Angefangen hat es aber mit zwölf bärtigen jungen Männern, die sich 1971 in Vancouver zu einer abenteuerlichen Fahrt aufmachten. Eine bunt gemischte Crew aus Journalisten, Wissenschaftlern, Ökologen, Mystikern wie Mechanikern. Obwohl die meisten keinerlei seemännische Erfahrung hatten, wollten sie mit dem gecharterten schwachbrüstigen Fischkutter „Phyllis Cormack“, der dann in „Greenpeace“ umbenannt wurde, einen Atomtest in Alaska verhindern. Die Idee: Wenn sie nur nahe genug heranführen, würden die USA die Tests absagen. Die Aktion misslang, Sturm und die US-Marine vertrieben die Aktivisten, der Atomtest wurde, nach einer Verzögerung, doch durchgezogen. Doch die Aktion verschaffte den Aktivisten auch große öffentliche Aufmerksamkeit. Und als sie sich in einer weiteren Aktion mit ihren Schlauchbooten zwischen eine russische Walfängerflotte und eine Walherde schoben, um das Abschlachten zu verhindern, erfuhr die ganze Welt davon in Bildern, die heute ikonischen Charakter haben.

Eine der charismatischen Führungsfiguren von Greenpeace war der kanadische Journalist Bob Hunter. Er wusste um die Macht der Bilder und prägte für die Organisation den Begriff der „mindbomb“. Man müsse sich mit aufsehenerregenden Szenen ins Bewusstsein der Öffentlichkeit schieben. Man muss wissen: Damals, in den siebziger Jahren wurde in Kategorien des Kalten Krieges, nicht aber global gedacht. Ein solches globales Bewusstsein zu schaffen, das sah Bob Hunter als Hauptaufgabe der Organisation – und das hat sie zweifellos geschafft. Greenpeace markiert den Anfang der Umweltbewegung und, in der Verknüpfung von Umwelt- und Friedensbewegung auch den eines globalen Bewusstseins.

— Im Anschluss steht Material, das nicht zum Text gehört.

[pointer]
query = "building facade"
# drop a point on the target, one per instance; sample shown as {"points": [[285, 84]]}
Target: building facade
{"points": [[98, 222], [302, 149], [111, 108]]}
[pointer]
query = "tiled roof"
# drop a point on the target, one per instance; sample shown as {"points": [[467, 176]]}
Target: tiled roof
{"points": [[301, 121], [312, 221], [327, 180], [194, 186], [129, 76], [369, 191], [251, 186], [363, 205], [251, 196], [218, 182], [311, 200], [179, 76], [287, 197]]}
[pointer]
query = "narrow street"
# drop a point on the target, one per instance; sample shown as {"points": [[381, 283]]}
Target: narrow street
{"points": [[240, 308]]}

Der Regisseur lässt die Aktivisten von damals zu Wort kommen, konfrontiert die graubärtigen Männer mit ihren Aktionen, befragt sie über Motive, Erfahrungen, Geschichten. Er strukturiert die Geschichte in einzelnen Kapiteln. Das zweite etwa lautet „Lasst Worten Taten folgen“ – und erzählt etwa die Geschichte der Aktionen um das Robbenbabyschlachten in Neufundland. Das dritte Kapitel heißt: „Fürchtet den Erfolg“, auch dies programmatisch. Denn der Film läuft nicht einfach bloß den großen Aktionen hinterher. Er reflektiert auch, wie der große Erfolg die Aktivisten selbst verändert, wie sich zwischen den Alphatieren der Gründergruppe Machtkämpfe und Konflikte und zwischen Idealismus und Pragmatismus unterschiedliche politische Philosophien breitmachten. Am Ende des Films steht ein merkwürdiger und bedenkenswerter Satz: „Wenn wir darauf warten, dass die Sanftmütigen die Erde übernehmen, wird sie niemand übernehmen.“ Regisseur Jerry Rothwell versteht seinen Film denn auch als Aufforderung, sich dieser Spannung zwischen Idealismus und Individualismus auf der einen, Pragmatismus und medial-politischer Strategie auf der anderen bewusst zu werden. Man könne aus der Greenpeace-Geschichte lernen, dass man nicht nur individuell, sondern auch partnerschaftlich mit anderen agieren müsse.

Eine Szene illustriert dieses Spannungsverhältnis überdeutlich. In der Aktion gegen das Abschlachten von Robbenbabies wollte jedenfalls Bob Hunter nicht gegen die neufundländischen Fischer agieren. Er schloss mit ihnen einen politischen Kompromiss, die weißen Robbenfälle nicht wie geplant durch Verfärbung unverkäuflich zu machen. Er erreichte damit wiederum, dass einige Greenpeace-Aktivisten auf den Eisschollen dabei sein und das Massaker drehen durften – die Bilder haben damals die Welt schockiert und sie tun es noch heute.

Ein Lehrstück über Aktivismus und Politik, spannend erzählt, mit interessanten Protagonisten. Eingeschränkt ist der Lerneffekt des Film freilich ein wenig durch den Umstand, dass jede kritische Distanz entfällt. Es handelt sich im Grunde um einen Film von Greenpeace über Greenpeace. Der Ich-Erzähler des Films ist Bob Hunter, aus seinen Memoiren und Notizen ist der Text extrahiert. Und weil der Regisseur sich ausschließlich auf die Gründergeneration konzentriert, bezahlt er am Ende dafür mit einem nostalgischen Grundton und letztlich der retrograden Sehnsucht nach dem charismatischen Anführer.